Von Gerd Appenzeller

Wer sich überarbeitet, macht Fehler. Und wer sich zu sehr beeilt, beginnt zu schludern. Das gilt auch in der Politik. Es gab offenbar im Laufe der Koalitionsgespräche eine Phase, in der die Beteiligten verdrängten, warum sie sich eigentlich zusammentun wollen. Das war, als die Arbeitsgruppe Wirtschaft ins Träumen geriet und zu überlegen begann, wie man die Konjunktur denn ankurbeln könne, aber darüber das Sparziel vergaß. Da tat sich neben dem bereits mit 35 Milliarden Euro vermessenen Haushaltsloch ein weiterer Krater auf, in den man noch einmal acht Milliarden hätte versenken können. Ungefähr zur gleichen Zeit, nur an anderem Ort und in anderer Besetzung, hatten die Koalitionäre vergessen, dass sie mit der geplanten Mehrwertsteuererhöhung eigentlich vor allem die Lohnnebenkosten senken wollten. Stattdessen begannen sie, in Gedanken die Mehreinnahmen zum Abbau des Staatsdefizits zu nutzen.

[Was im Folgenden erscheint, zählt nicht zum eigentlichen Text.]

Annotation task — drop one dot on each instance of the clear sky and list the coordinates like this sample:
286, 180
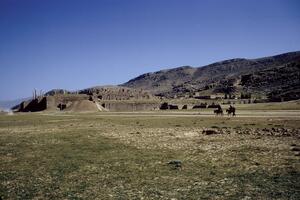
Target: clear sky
74, 44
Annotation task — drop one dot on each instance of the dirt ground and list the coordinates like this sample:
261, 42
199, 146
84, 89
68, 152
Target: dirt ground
110, 155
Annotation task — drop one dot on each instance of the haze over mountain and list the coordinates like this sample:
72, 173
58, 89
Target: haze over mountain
263, 75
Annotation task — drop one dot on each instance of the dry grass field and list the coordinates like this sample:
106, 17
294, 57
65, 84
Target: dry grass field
255, 155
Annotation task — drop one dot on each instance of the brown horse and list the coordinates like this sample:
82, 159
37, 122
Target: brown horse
218, 112
231, 111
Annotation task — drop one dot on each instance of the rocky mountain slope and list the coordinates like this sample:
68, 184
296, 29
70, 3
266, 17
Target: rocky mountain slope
228, 77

Aber das scheint Vergangenheit zu sein. Die von seriösen und weniger renommierten Beobachtern mal als „Koalition der Diebe“ oder als „Steuerlügner“ apostrophierten schwarzen und roten Unterhändler haben wohl – vielleicht auch unter dem Druck der Medien – zur Vernunft zurückgefunden. Sie besannen sich darauf, dass dieses Land zwar auch dringend solide Staatsfinanzen und ein Ende der großen und kleinen Steuerbetrügereien braucht, dass es aber vor allem darum geht, mehr Wachstumskräfte freizusetzen. Die Menschen müssen ihren Lebensunterhalt verdienen können.

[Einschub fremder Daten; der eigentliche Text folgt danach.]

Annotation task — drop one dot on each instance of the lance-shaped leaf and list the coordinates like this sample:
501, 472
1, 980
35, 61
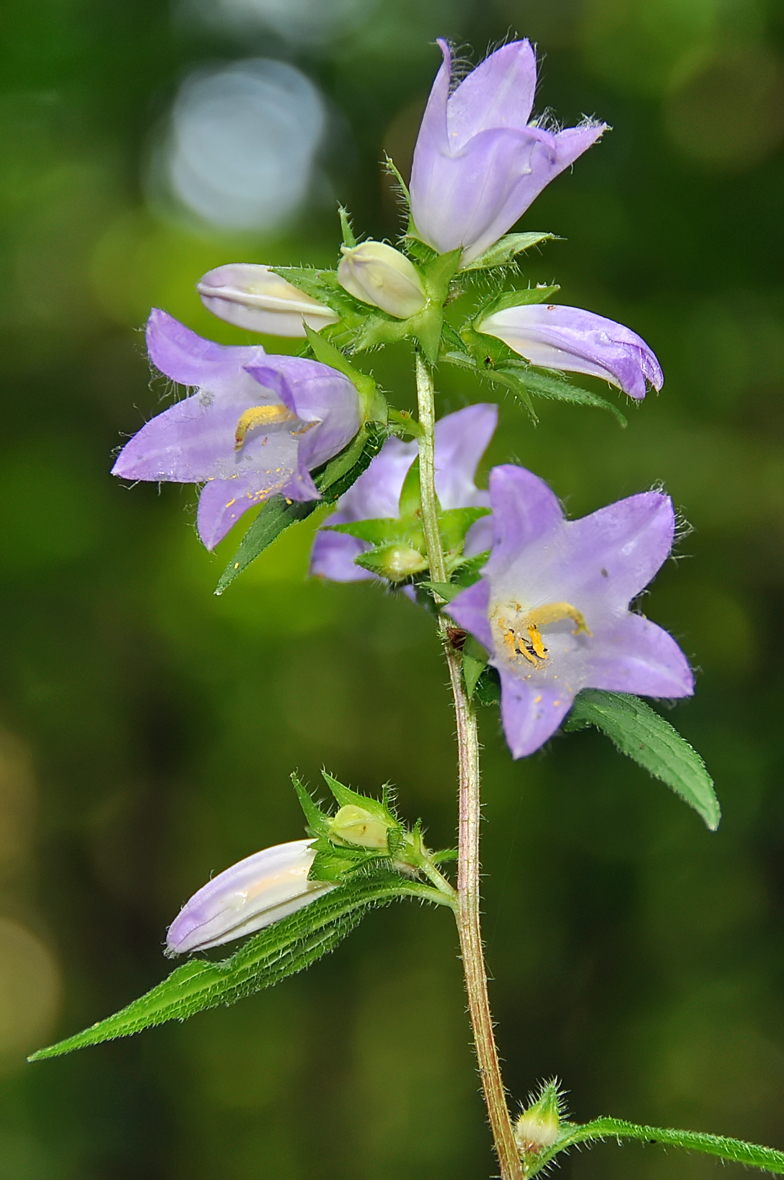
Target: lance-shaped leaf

Das und nichts anderes ist die Hoffnung der – wenn man ehrlich rechnet – fast sieben Millionen Arbeitslosen und der noch viel mehr, die um ihre Arbeitsplätze bangen. Auch Hartz IV wird selbst dann, wenn alle Missbrauchsmöglichkeiten versperrt worden sind, ohne Arbeitsplätze nie funktionieren. Deshalb ist es richtig, die Lohnnebenkosten zu senken. Wenn die Beiträge zur Arbeitslosenversicherung tatsächlich von 6,5 auf 4,5 Prozent reduziert werden, behalten bei einem Bruttogehalt von 2000 Euro sowohl der Arbeitnehmer als auch der Arbeitgeber jeweils 20 Euro mehr in der Tasche. Deshalb ist es auch den Versuch wert, den Kündigungsschutz in den ersten beiden Jahren eines Beschäftigungsverhältnisses auszusetzen. Das alles führt nicht unter Garantie sofort zu mehr Beschäftigung. Aber es ist das Signal, das den Weg dorthin wieder ein Stück offener macht.

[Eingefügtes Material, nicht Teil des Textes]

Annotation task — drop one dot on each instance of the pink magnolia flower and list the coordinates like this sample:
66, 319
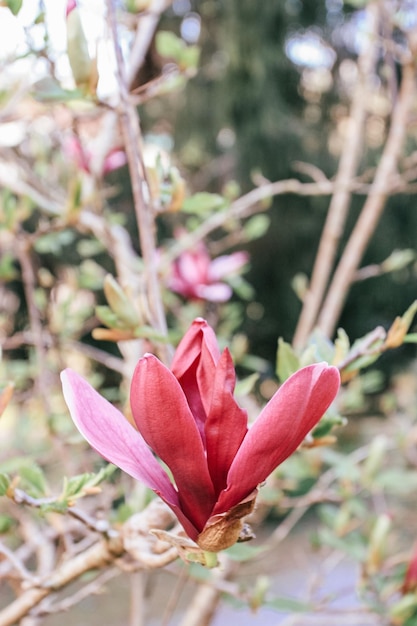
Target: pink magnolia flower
196, 276
410, 578
190, 419
84, 159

In der Union und von Arbeitgebern werden die bisherigen Ergebnisse der Koalitionsgespräche als zu weich, zu gering kritisiert. Die Handschrift der Union sei nicht recht erkennbar. Das ist richtig und falsch. Vieles, was jetzt beredet wird, hat mit den Wahlzielen gerade der CDU in der Tat nur geringe Schnittmengen. Doch das liegt vor allem daran, dass die Union, obwohl sie knapp die Kanzlerin stellen kann, die Wahl nicht gewonnen hat. Sie muss sich auf eine SPD stützen, die eine ganz andere Programmatik vertreten hat und damit fast noch den eigenen Abwärtstrend gebrochen hätte. Der Kompromiss zwischen beidem ist also kein Zeichen von Schwäche – es ist der einzige Weg.

Viele in den Medien und den Interessenverbänden, denen das alles noch nicht rigoros genug ist, vergessen im Übrigen, dass die wirklich harten Entscheidungen in den letzten Verhandlungstagen und in den Stunden zwischen Abend und Sonnenaufgang fallen werden. Es wird tiefe Einschnitte geben, das ist sicher. Und womöglich wird mancher, der jetzt nach mehr Verzicht schreit, dann auch ganz persönlich einen Morgen der langen Gesichter erleben.